Я дурак, последний дурак, нашел кого жалеть. Ничего уже не понимаю. Она совсем не человек, все у нее невпопад, что-нибудь не по ней - взорвется. Да если и нет, какое мне до нее дело?
Другой бы долго думать не стал, чиркнул бы лазером - и до свидания. Хотя за всех говорить трудно. Даром, что ли, с ума сходили? И что у кого в душе творилось, почем я знаю? Цой ведь убивал. И я убивал. Но тогда никто не просил пощады, а тем более помощи. Там был враг. А это все-таки живое. Хотя и там живое. Запутался я.
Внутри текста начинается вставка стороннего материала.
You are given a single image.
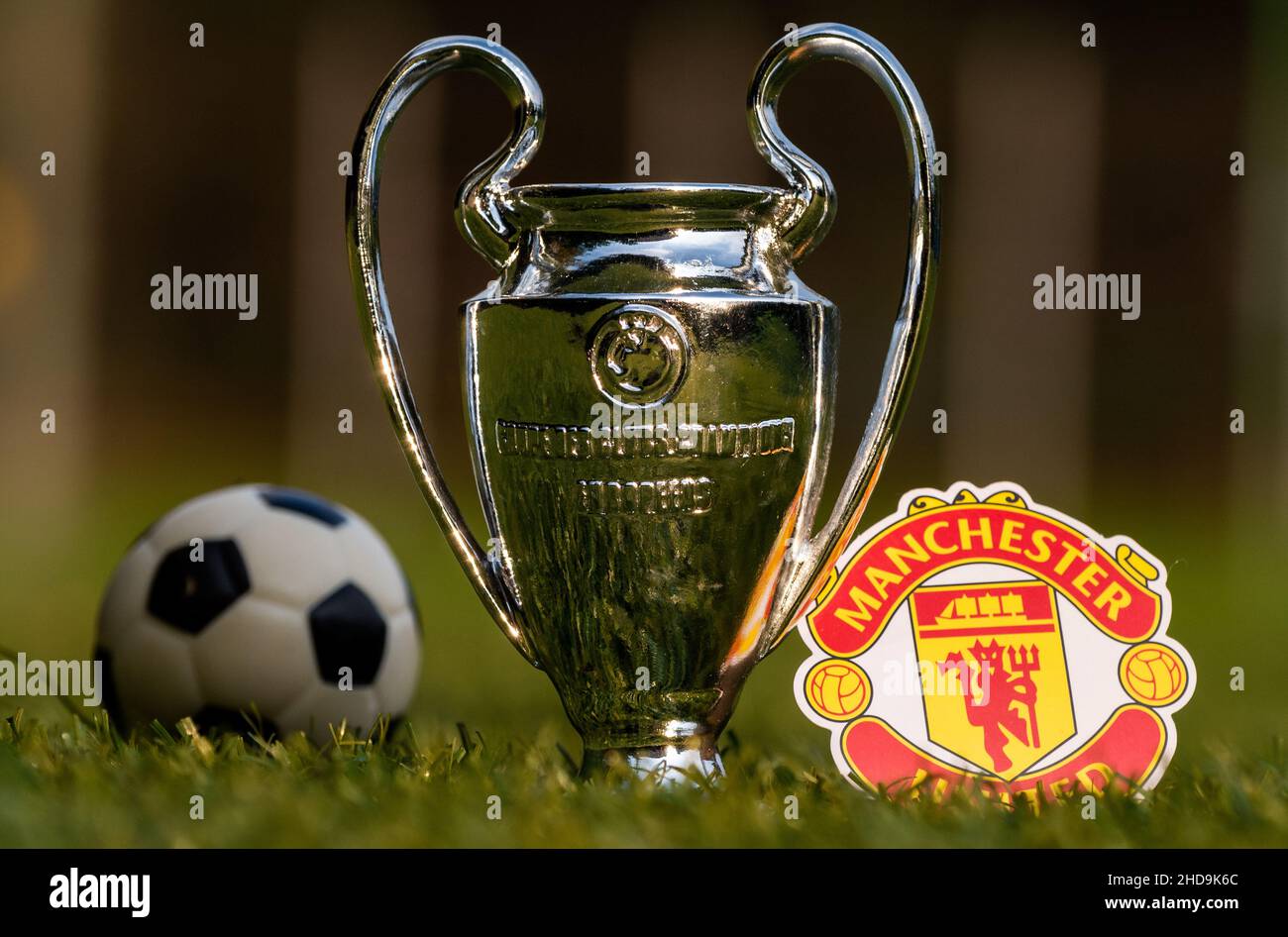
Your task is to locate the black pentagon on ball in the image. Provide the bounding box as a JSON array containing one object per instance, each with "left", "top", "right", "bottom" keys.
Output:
[
  {"left": 259, "top": 487, "right": 344, "bottom": 526},
  {"left": 149, "top": 541, "right": 250, "bottom": 635},
  {"left": 309, "top": 583, "right": 386, "bottom": 686}
]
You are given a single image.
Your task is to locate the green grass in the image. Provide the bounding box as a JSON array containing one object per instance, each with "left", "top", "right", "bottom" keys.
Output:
[{"left": 0, "top": 712, "right": 1288, "bottom": 847}]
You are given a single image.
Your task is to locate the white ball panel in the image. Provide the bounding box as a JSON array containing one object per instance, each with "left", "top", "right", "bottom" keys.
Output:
[
  {"left": 193, "top": 594, "right": 318, "bottom": 715},
  {"left": 98, "top": 537, "right": 161, "bottom": 650},
  {"left": 230, "top": 508, "right": 348, "bottom": 611},
  {"left": 335, "top": 511, "right": 407, "bottom": 620},
  {"left": 374, "top": 610, "right": 420, "bottom": 715},
  {"left": 111, "top": 618, "right": 202, "bottom": 727},
  {"left": 146, "top": 485, "right": 266, "bottom": 556}
]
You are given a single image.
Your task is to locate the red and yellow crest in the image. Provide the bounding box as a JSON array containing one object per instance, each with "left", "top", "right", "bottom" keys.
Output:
[{"left": 796, "top": 482, "right": 1194, "bottom": 800}]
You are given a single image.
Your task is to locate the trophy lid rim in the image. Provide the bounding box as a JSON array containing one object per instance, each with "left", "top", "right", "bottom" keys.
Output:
[{"left": 510, "top": 183, "right": 791, "bottom": 228}]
Она уже на Лупе, наверное. Сама говорила, что на Луну полетит. Ковыряется себе в грунте, про меня и не вспомнит. Память у них плохая слишком много надо запоминать. А я что же?
В лучшем случае останусь без рук.
БОМБА. Могучий, громадный солнечный взрыв. Он вбирает в себя все, что есть вокруг, - землю, воздух, металл, камень, живое... Он растворяет все, чего ни коснется. Он - это ты. Это выстрел во все стороны света. Это мощь, которая не может и присниться.
Ты - цветок, ты - трава, ты - воздух, ты - человек, ты - змея старая, ты - все вместе, спрессованное в одну точку и одновременно расплесканное по всему миру. И мир - это тоже ты. Есть момент, когда в тебе исчезает время.